I am having some issues with "set.seed()". My R version is 4.2.1 so in order to get the same results as in R 3.5 or older

set.seed(1)

my understanding is that I should use

set.seed(1, sample.kind = "Rounding")

but R returns the following Warning:

Warning message: In set.seed(1, sample.kind = "Rounding") : non-uniform 'Rounding' sampler used

but, results still don't match. I am doing a test online so I don't know the answer they expect me to provide but with the warning message I am somehow confident it has something to do with "set.seed()".

Upvotes: 2

Views: 475

Answers (1)

Dirk is no longer here
Dirk is no longer here

Reputation: 368181

From help(set.seed):

 ‘sample.kind’ can be ‘"Rounding"’ or ‘"Rejection"’, or partial    
 matches to these.  The former was the default in versions prior to
 3.6.0: it made ‘sample’ noticeably non-uniform on large
 populations, and should only be used for reproduction of old
 results.  See PR#17494 for a discussion. 
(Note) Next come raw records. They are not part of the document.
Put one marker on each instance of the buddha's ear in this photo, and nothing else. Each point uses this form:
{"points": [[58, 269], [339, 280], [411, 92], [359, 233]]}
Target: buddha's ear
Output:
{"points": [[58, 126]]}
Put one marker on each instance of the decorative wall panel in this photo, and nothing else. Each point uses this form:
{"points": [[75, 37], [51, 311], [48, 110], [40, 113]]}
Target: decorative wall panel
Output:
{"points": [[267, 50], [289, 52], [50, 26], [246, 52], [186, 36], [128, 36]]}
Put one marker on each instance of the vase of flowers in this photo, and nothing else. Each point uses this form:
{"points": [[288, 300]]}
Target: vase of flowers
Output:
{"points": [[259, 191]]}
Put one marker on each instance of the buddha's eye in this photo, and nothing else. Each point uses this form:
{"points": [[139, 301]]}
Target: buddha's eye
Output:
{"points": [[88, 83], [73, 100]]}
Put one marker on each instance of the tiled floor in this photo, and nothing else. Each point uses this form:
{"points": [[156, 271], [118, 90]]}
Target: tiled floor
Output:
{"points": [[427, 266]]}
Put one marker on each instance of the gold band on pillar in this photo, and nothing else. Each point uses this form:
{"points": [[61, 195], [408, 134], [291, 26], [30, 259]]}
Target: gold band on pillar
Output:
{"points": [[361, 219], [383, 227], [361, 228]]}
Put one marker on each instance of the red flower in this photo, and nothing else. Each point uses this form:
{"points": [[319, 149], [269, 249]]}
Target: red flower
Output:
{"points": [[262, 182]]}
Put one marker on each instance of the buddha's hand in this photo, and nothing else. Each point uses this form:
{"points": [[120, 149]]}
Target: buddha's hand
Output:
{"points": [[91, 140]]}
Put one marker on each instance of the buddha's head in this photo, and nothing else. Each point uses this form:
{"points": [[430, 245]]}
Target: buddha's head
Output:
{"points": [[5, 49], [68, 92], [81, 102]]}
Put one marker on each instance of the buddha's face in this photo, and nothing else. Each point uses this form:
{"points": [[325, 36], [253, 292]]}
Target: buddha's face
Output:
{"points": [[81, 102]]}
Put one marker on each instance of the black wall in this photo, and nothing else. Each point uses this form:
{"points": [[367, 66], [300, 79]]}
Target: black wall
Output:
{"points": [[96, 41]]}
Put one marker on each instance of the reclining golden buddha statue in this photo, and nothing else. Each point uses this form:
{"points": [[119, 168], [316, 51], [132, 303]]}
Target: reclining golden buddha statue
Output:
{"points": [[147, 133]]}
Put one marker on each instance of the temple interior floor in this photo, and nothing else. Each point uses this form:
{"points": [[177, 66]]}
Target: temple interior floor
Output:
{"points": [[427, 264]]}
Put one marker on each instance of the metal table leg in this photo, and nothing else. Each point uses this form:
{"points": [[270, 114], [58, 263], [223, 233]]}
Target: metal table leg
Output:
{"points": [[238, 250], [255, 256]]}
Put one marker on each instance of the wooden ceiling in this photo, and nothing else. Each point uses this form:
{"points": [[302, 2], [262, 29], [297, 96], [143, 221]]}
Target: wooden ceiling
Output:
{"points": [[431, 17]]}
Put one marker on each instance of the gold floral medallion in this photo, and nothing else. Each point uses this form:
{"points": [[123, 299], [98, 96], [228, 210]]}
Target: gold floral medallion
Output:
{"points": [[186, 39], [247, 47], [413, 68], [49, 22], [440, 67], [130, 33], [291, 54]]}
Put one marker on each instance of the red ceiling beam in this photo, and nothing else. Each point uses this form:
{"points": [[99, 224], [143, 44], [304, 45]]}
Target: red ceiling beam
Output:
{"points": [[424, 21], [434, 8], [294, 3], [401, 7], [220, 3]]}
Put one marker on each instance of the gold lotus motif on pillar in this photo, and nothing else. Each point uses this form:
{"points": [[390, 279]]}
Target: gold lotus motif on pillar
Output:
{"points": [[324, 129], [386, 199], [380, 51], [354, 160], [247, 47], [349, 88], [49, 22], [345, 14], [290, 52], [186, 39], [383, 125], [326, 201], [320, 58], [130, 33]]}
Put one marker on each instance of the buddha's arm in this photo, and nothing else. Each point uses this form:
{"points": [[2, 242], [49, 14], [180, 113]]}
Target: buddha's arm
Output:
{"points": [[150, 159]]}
To actually get R 3.6.0 or later to reproduce the prior draws, a different argument is needed. It's been a few years but I think we discussed this here at SO before...

Edit: Nothing that a little probing with Docker, and the help pages, cannot solve (given that I as its author have a few r-base images here):

edd@rob:~$ docker run --rm -ti r-base:3.4.4 Rscript -e 'set.seed(123); sample(1:10, 3)'
[1] 3 8 4
edd@rob:~$ docker run --rm -ti r-base:4.2.1 Rscript -e 'set.seed(123); sample(1:10, 3)'
[1]  3 10  2
edd@rob:~$ docker run --rm -ti r-base:4.2.1 Rscript -e 'RNGversion("3.4.4"); set.seed(123); sample(1:10, 3)'
Warning message:
In RNGkind("Mersenne-Twister", "Inversion", "Rounding") :
  non-uniform 'Rounding' sampler used
[1] 3 8 4
edd@rob:~$ 

Here we have

  1. A set of 3 8 4 sampled from 1:10 under 3.4.4 (before the change)
  2. A different set 3 10 2 sampled from 1:10 (under the same seed) using current 4.2.1 demonstrating that "yes, Veronica, sample() changed"
  3. Because R is serious, we can in fact under the current version get the old behavior back if we ask for it.

Not bad. But yes, the warning you saw under current R is apparently par for the course.